Python Data Analysis for Beginners: pandas, NumPy & Matplotlib

📑 Table of Contents

Environment Setup
NumPy Basics
pandas Fundamentals
Data Visualization with Matplotlib
Practical Example: Sales Data Analysis

Python has become the dominant language for data analysis, used by data scientists, analysts, and engineers worldwide. This guide introduces the three essential libraries — NumPy, pandas, and Matplotlib — with practical code examples you can run immediately.

💡 Key Takeaway

These three libraries form the foundation of Python data analysis. NumPy for numerical computation, pandas for data manipulation, and Matplotlib for visualization — mastering these three covers 80% of common data analysis tasks.

1. Environment Setup

# Install required libraries
pip install numpy pandas matplotlib jupyter

# Start Jupyter Notebook
jupyter notebook

2. NumPy Basics

NumPy is the foundation for numerical computation in Python, providing high-performance multidimensional arrays.

import numpy as np

# Create arrays
arr = np.array([1, 2, 3, 4, 5])
matrix = np.array([[1, 2, 3], [4, 5, 6]])
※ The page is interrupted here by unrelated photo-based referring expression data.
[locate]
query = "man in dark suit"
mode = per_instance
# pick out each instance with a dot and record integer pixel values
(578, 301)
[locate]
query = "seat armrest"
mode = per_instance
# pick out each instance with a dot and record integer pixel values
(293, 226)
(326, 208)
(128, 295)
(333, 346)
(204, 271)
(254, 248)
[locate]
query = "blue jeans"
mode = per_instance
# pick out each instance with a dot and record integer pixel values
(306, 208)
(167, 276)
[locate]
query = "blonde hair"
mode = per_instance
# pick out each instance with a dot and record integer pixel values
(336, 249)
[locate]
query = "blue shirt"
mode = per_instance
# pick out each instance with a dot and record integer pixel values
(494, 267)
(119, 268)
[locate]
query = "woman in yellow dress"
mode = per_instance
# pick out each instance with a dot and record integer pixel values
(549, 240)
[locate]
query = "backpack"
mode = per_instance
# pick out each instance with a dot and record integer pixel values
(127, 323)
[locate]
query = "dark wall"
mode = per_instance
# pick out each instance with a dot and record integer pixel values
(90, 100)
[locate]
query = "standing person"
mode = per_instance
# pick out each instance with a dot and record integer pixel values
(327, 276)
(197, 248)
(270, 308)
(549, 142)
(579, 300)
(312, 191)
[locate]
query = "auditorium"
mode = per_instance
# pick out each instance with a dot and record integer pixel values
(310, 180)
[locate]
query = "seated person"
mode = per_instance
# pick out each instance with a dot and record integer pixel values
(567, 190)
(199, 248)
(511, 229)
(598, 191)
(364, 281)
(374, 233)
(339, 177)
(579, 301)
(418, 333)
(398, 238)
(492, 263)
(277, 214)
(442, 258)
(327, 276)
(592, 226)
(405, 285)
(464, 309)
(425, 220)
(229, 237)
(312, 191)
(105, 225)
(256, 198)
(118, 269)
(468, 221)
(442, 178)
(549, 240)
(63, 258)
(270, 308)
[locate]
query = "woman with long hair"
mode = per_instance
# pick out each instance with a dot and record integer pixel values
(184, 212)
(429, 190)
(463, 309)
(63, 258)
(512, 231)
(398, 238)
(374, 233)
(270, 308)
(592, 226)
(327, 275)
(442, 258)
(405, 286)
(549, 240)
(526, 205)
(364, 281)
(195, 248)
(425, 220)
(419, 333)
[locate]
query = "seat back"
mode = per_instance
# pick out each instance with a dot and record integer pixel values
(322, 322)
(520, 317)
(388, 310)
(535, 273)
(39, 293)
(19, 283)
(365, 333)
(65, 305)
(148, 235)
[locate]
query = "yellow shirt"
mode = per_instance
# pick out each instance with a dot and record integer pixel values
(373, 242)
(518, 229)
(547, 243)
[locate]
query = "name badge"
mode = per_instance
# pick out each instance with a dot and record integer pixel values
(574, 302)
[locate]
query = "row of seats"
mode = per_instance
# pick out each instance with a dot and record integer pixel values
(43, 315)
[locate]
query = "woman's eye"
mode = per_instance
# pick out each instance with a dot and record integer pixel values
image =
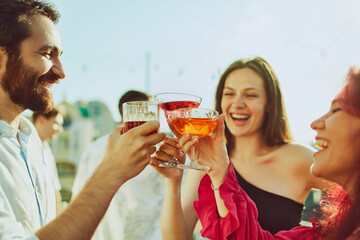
(47, 55)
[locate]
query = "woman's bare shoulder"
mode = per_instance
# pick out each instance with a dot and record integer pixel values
(296, 150)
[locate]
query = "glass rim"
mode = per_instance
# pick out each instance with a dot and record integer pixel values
(140, 103)
(196, 109)
(178, 94)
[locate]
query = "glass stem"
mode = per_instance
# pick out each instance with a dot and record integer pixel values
(194, 153)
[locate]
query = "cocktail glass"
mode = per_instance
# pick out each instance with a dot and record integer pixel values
(136, 113)
(170, 101)
(199, 122)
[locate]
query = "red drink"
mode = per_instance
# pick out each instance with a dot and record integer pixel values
(171, 106)
(131, 124)
(200, 127)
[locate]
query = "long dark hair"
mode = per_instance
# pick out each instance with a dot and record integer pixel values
(276, 127)
(340, 217)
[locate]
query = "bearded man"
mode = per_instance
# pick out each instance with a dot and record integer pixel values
(30, 50)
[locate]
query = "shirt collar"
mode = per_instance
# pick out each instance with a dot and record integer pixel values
(8, 131)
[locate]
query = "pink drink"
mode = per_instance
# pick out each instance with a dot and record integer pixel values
(171, 106)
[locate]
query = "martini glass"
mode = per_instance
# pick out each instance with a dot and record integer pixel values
(199, 122)
(170, 101)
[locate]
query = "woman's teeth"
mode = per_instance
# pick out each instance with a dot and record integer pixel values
(237, 116)
(321, 144)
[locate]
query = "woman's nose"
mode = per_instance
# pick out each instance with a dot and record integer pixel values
(318, 123)
(239, 101)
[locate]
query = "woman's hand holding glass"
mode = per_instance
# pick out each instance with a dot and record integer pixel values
(211, 151)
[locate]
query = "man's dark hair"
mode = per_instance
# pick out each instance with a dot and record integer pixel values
(15, 20)
(54, 112)
(132, 95)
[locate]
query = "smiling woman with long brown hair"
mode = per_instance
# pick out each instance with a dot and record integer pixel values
(234, 215)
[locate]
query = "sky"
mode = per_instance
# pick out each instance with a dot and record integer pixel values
(112, 46)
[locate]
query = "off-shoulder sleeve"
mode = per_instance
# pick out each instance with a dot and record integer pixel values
(241, 221)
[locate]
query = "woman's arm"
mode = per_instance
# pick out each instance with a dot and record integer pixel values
(241, 219)
(178, 217)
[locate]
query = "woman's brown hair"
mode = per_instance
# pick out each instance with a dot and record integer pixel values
(275, 127)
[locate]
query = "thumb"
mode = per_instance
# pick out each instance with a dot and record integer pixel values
(220, 129)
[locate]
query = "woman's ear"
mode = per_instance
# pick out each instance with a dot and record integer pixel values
(3, 61)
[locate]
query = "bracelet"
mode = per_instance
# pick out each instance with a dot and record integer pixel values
(213, 188)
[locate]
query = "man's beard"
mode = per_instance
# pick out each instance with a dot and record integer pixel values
(24, 88)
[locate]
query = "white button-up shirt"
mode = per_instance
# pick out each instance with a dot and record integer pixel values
(134, 212)
(27, 197)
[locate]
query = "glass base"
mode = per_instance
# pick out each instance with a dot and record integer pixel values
(193, 166)
(169, 164)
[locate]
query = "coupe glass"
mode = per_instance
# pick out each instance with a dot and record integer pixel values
(170, 101)
(199, 122)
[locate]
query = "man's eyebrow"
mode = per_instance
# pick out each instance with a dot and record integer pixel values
(51, 48)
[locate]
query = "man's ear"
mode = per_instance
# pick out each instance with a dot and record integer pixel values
(3, 60)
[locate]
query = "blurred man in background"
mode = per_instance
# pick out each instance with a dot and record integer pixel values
(135, 210)
(49, 125)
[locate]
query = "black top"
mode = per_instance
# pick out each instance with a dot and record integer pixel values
(276, 212)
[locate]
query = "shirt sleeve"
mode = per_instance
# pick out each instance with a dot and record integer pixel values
(241, 221)
(9, 227)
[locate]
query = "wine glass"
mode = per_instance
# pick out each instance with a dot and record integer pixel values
(199, 122)
(169, 101)
(136, 113)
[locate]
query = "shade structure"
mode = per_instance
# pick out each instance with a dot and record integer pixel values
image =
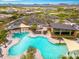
(72, 45)
(14, 26)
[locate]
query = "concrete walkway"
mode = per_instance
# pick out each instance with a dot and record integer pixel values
(72, 45)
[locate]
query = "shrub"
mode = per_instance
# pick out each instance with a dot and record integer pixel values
(77, 57)
(70, 57)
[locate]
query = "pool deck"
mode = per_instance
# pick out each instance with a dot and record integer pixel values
(72, 45)
(5, 50)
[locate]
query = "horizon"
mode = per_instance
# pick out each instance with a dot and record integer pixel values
(39, 2)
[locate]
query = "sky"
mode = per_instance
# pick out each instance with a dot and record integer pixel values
(39, 1)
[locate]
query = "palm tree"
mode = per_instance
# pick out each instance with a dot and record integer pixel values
(3, 39)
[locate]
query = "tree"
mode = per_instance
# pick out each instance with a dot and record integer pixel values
(34, 26)
(64, 57)
(3, 39)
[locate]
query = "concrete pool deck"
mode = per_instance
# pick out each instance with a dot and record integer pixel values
(14, 41)
(72, 45)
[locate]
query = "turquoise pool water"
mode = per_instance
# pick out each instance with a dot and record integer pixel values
(47, 49)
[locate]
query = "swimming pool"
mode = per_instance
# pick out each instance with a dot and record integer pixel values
(47, 49)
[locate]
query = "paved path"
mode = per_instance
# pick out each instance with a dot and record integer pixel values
(72, 45)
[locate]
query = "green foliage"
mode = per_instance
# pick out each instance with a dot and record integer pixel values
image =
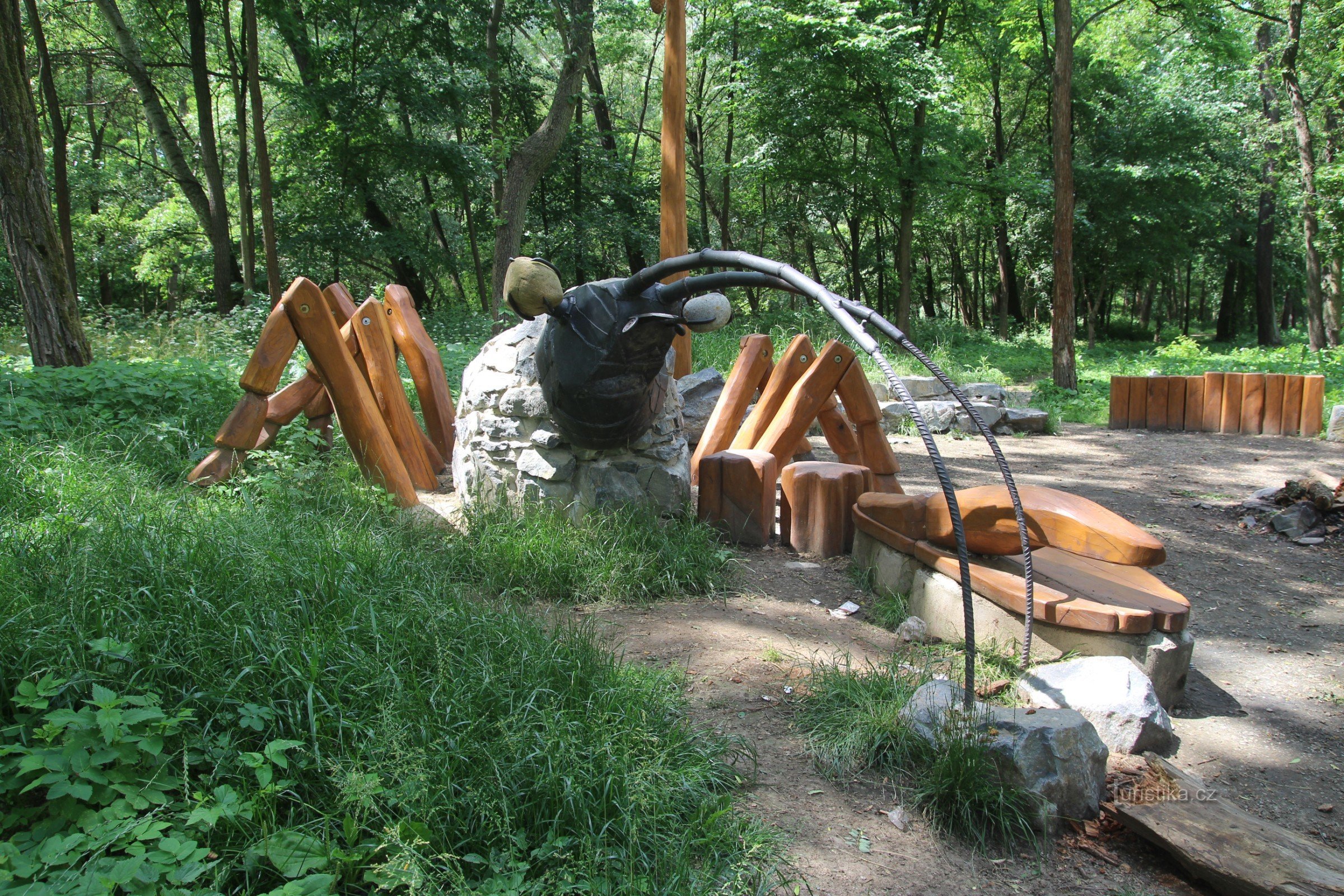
(851, 719)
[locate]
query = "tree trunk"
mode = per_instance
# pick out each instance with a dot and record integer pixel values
(1063, 319)
(530, 159)
(59, 151)
(50, 312)
(1267, 329)
(220, 241)
(1307, 156)
(268, 210)
(246, 223)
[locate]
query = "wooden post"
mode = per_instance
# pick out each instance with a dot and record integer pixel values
(673, 237)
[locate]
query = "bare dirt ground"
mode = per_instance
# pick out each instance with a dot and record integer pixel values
(1262, 715)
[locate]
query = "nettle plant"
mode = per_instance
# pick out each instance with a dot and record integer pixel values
(97, 800)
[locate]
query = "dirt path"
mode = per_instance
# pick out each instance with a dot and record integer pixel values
(1262, 715)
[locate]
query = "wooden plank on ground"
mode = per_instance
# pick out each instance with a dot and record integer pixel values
(1194, 403)
(1237, 853)
(1119, 402)
(1156, 402)
(1273, 422)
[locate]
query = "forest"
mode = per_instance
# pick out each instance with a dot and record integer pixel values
(913, 153)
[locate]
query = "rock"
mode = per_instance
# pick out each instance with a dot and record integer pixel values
(699, 394)
(939, 416)
(913, 629)
(550, 465)
(1112, 693)
(1335, 432)
(1027, 419)
(525, 401)
(987, 391)
(1054, 754)
(925, 388)
(1298, 520)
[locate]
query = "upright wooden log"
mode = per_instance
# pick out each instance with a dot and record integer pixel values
(1273, 422)
(815, 508)
(274, 347)
(875, 453)
(741, 388)
(1292, 416)
(1253, 403)
(1175, 403)
(375, 344)
(1314, 405)
(673, 234)
(1156, 402)
(788, 370)
(1119, 402)
(1194, 403)
(361, 419)
(1213, 401)
(804, 401)
(425, 365)
(1231, 414)
(839, 435)
(1137, 402)
(737, 493)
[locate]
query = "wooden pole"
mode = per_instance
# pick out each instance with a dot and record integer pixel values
(673, 237)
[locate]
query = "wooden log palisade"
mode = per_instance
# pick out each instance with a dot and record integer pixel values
(1218, 402)
(353, 374)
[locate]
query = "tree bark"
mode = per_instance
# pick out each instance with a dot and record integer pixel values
(220, 241)
(268, 210)
(1267, 327)
(246, 222)
(1307, 156)
(530, 159)
(59, 144)
(50, 311)
(1063, 320)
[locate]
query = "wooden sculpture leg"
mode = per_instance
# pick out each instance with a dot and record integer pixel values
(816, 501)
(741, 386)
(737, 493)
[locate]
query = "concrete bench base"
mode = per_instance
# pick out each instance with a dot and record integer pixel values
(1164, 657)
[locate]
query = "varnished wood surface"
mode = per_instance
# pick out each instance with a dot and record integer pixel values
(427, 367)
(816, 506)
(737, 493)
(375, 344)
(749, 370)
(1234, 852)
(274, 347)
(363, 425)
(1054, 519)
(807, 396)
(794, 363)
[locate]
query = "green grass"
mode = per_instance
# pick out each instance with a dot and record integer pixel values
(851, 719)
(375, 696)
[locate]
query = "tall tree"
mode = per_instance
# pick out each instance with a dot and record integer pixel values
(1307, 156)
(1063, 318)
(59, 144)
(531, 157)
(50, 312)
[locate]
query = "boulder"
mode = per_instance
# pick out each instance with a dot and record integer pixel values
(940, 416)
(699, 394)
(1335, 432)
(1027, 419)
(1054, 754)
(1112, 693)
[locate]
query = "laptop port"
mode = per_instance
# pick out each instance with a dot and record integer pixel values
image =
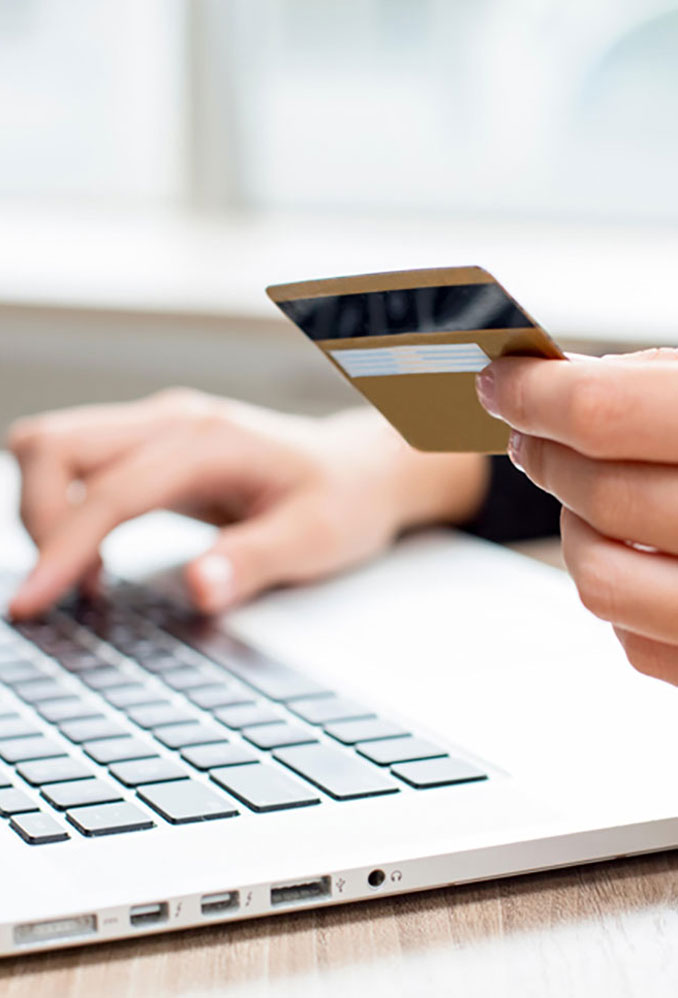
(299, 893)
(149, 914)
(55, 929)
(216, 904)
(376, 878)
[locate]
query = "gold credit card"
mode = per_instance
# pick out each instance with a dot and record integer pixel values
(412, 343)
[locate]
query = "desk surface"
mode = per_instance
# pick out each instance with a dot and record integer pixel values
(610, 928)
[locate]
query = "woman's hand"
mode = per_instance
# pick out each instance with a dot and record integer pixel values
(602, 436)
(296, 497)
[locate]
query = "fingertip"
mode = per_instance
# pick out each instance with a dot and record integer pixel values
(35, 594)
(211, 583)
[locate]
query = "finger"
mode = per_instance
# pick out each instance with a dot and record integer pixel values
(652, 658)
(45, 484)
(621, 410)
(292, 542)
(635, 590)
(150, 477)
(87, 438)
(628, 501)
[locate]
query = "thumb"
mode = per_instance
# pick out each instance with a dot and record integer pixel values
(274, 547)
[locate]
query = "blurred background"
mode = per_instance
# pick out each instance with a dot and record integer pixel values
(161, 161)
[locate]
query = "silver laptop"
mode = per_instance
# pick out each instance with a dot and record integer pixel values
(448, 713)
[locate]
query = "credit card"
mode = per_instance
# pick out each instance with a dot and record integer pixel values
(412, 343)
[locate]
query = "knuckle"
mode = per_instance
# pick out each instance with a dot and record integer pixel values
(595, 587)
(34, 434)
(652, 659)
(611, 501)
(594, 413)
(324, 527)
(181, 399)
(535, 453)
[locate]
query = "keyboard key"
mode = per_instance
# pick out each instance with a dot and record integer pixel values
(267, 736)
(81, 660)
(92, 728)
(159, 661)
(80, 792)
(108, 819)
(186, 800)
(219, 754)
(53, 771)
(14, 801)
(38, 829)
(264, 788)
(438, 772)
(132, 695)
(188, 677)
(108, 750)
(108, 678)
(323, 710)
(246, 715)
(351, 732)
(408, 749)
(16, 727)
(72, 709)
(180, 735)
(18, 671)
(158, 770)
(273, 679)
(153, 716)
(36, 690)
(25, 749)
(219, 695)
(340, 774)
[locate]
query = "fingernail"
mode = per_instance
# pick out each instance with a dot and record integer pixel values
(22, 603)
(486, 389)
(216, 575)
(515, 447)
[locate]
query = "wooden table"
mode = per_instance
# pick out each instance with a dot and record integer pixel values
(605, 930)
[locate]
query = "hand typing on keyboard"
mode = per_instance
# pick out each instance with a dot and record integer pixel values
(296, 497)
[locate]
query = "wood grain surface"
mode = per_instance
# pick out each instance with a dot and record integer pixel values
(608, 930)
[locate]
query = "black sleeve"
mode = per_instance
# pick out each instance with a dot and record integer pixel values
(514, 508)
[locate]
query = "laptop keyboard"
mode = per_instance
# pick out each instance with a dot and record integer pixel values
(131, 712)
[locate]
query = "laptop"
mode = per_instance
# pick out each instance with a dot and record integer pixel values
(447, 713)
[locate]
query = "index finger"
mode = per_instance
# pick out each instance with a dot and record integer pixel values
(611, 408)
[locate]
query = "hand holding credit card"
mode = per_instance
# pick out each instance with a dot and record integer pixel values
(412, 343)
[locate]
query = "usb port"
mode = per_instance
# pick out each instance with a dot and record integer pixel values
(149, 914)
(215, 904)
(305, 890)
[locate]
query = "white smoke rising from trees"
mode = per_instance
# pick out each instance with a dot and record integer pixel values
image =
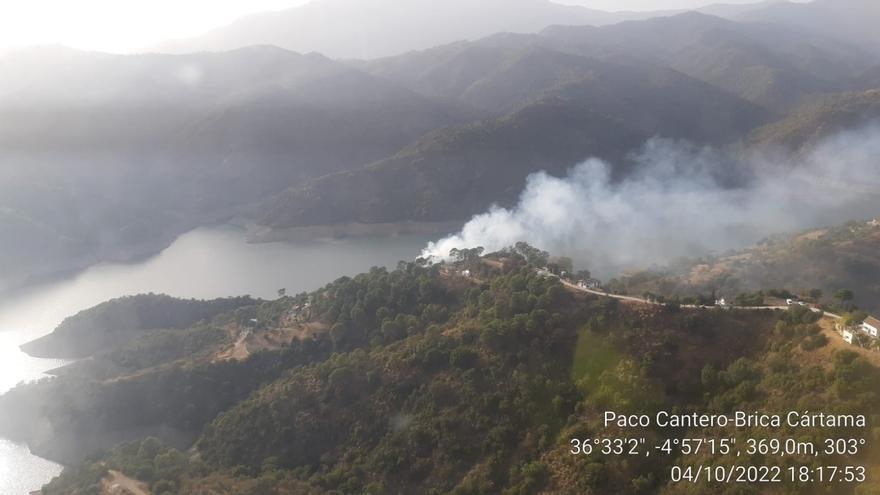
(681, 201)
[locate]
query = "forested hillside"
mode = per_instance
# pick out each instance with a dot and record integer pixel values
(424, 380)
(827, 260)
(114, 323)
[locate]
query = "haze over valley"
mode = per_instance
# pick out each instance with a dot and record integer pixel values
(572, 194)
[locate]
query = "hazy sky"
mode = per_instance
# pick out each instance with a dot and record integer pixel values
(118, 25)
(126, 25)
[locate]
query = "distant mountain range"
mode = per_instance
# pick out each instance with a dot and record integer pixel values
(378, 28)
(107, 157)
(359, 29)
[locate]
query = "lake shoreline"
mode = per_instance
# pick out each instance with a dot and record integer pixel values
(204, 263)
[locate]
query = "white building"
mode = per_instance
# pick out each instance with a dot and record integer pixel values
(871, 326)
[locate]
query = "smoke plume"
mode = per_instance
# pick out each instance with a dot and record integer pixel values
(681, 201)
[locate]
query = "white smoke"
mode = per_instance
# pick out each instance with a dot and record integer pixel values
(681, 201)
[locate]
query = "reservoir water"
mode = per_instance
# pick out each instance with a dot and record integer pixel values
(205, 263)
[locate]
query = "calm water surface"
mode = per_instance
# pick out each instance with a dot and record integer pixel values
(205, 263)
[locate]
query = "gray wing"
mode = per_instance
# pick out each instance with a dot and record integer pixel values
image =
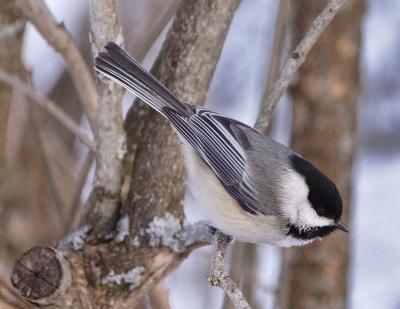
(222, 144)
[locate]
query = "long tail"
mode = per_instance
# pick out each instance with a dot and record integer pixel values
(116, 64)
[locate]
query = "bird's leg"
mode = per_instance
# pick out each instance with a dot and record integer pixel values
(213, 230)
(218, 277)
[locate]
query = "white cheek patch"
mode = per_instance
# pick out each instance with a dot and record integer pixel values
(295, 204)
(308, 217)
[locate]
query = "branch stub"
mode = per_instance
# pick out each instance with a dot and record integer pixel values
(37, 273)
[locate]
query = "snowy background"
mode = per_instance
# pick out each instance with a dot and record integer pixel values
(239, 80)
# Vectorized operations (no loops needed!)
print(arr * 2)        # [2, 4, 6, 8, 10]
print(arr.mean())     # 3.0
print(arr.std())      # 1.414

# Statistical operations
data = np.random.randn(1000)
print(f"Mean: {data.mean():.4f}")
print(f"Std:  {data.std():.4f}")

3. pandas Fundamentals

pandas provides the DataFrame — the most important data structure for data analysis.

import pandas as pd

# Create a DataFrame
df = pd.DataFrame({
    'name': ['Alice', 'Bob', 'Charlie', 'Diana'],
    'age': [28, 35, 42, 31],
    'department': ['Engineering', 'Marketing', 'Engineering', 'Sales'],
    'salary': [85000, 72000, 95000, 68000]
})

# Basic exploration
print(df.describe())  # Statistical summary
print(df.info())      # Column types & null counts

# Filtering
engineers = df[df['department'] == 'Engineering']
high_earners = df[df['salary'] > 80000]

# Grouping & aggregation
dept_avg = df.groupby('department')['salary'].mean()
print(dept_avg)

# Reading CSV files
# df = pd.read_csv('sales_data.csv')
# df = pd.read_excel('report.xlsx')

4. Data Visualization with Matplotlib

import matplotlib.pyplot as plt

# Line chart
months = ['Jan', 'Feb', 'Mar', 'Apr', 'May', 'Jun']
revenue = [120, 135, 148, 162, 178, 195]

plt.figure(figsize=(10, 6))
plt.plot(months, revenue, marker='o', linewidth=2, color='#8b5cf6')
plt.title('Monthly Revenue Trend')
plt.xlabel('Month')
plt.ylabel('Revenue ($K)')
plt.grid(True, alpha=0.3)
plt.savefig('revenue_trend.png', dpi=150)
plt.show()

# Bar chart with pandas
df.groupby('department')['salary'].mean().plot(
    kind='bar', color=['#10b981', '#8b5cf6', '#f59e0b']
)
plt.title('Average Salary by Department')
plt.tight_layout()
plt.show()

5. Practical Example: Sales Data Analysis

# Real-world analysis workflow
import pandas as pd
import matplotlib.pyplot as plt

# 1. Load data
# df = pd.read_csv('sales_2026.csv')

# 2. Data cleaning
# df = df.dropna()
# df['date'] = pd.to_datetime(df['date'])

# 3. Analysis
# monthly = df.resample('M', on='date')['amount'].sum()
# top_products = df.groupby('product')['amount'].sum().nlargest(10)

# 4. Visualization
# fig, axes = plt.subplots(1, 2, figsize=(14, 6))
# monthly.plot(ax=axes[0], title='Monthly Sales')
# top_products.plot(kind='barh', ax=axes[1], title='Top 10 Products')
# plt.tight_layout()
# plt.savefig('sales_report.png')

print("Analysis complete! 📊")

Python data analysis starts with these three libraries. Begin with small datasets, practice the patterns, and you'll be analyzing real-world data in no time.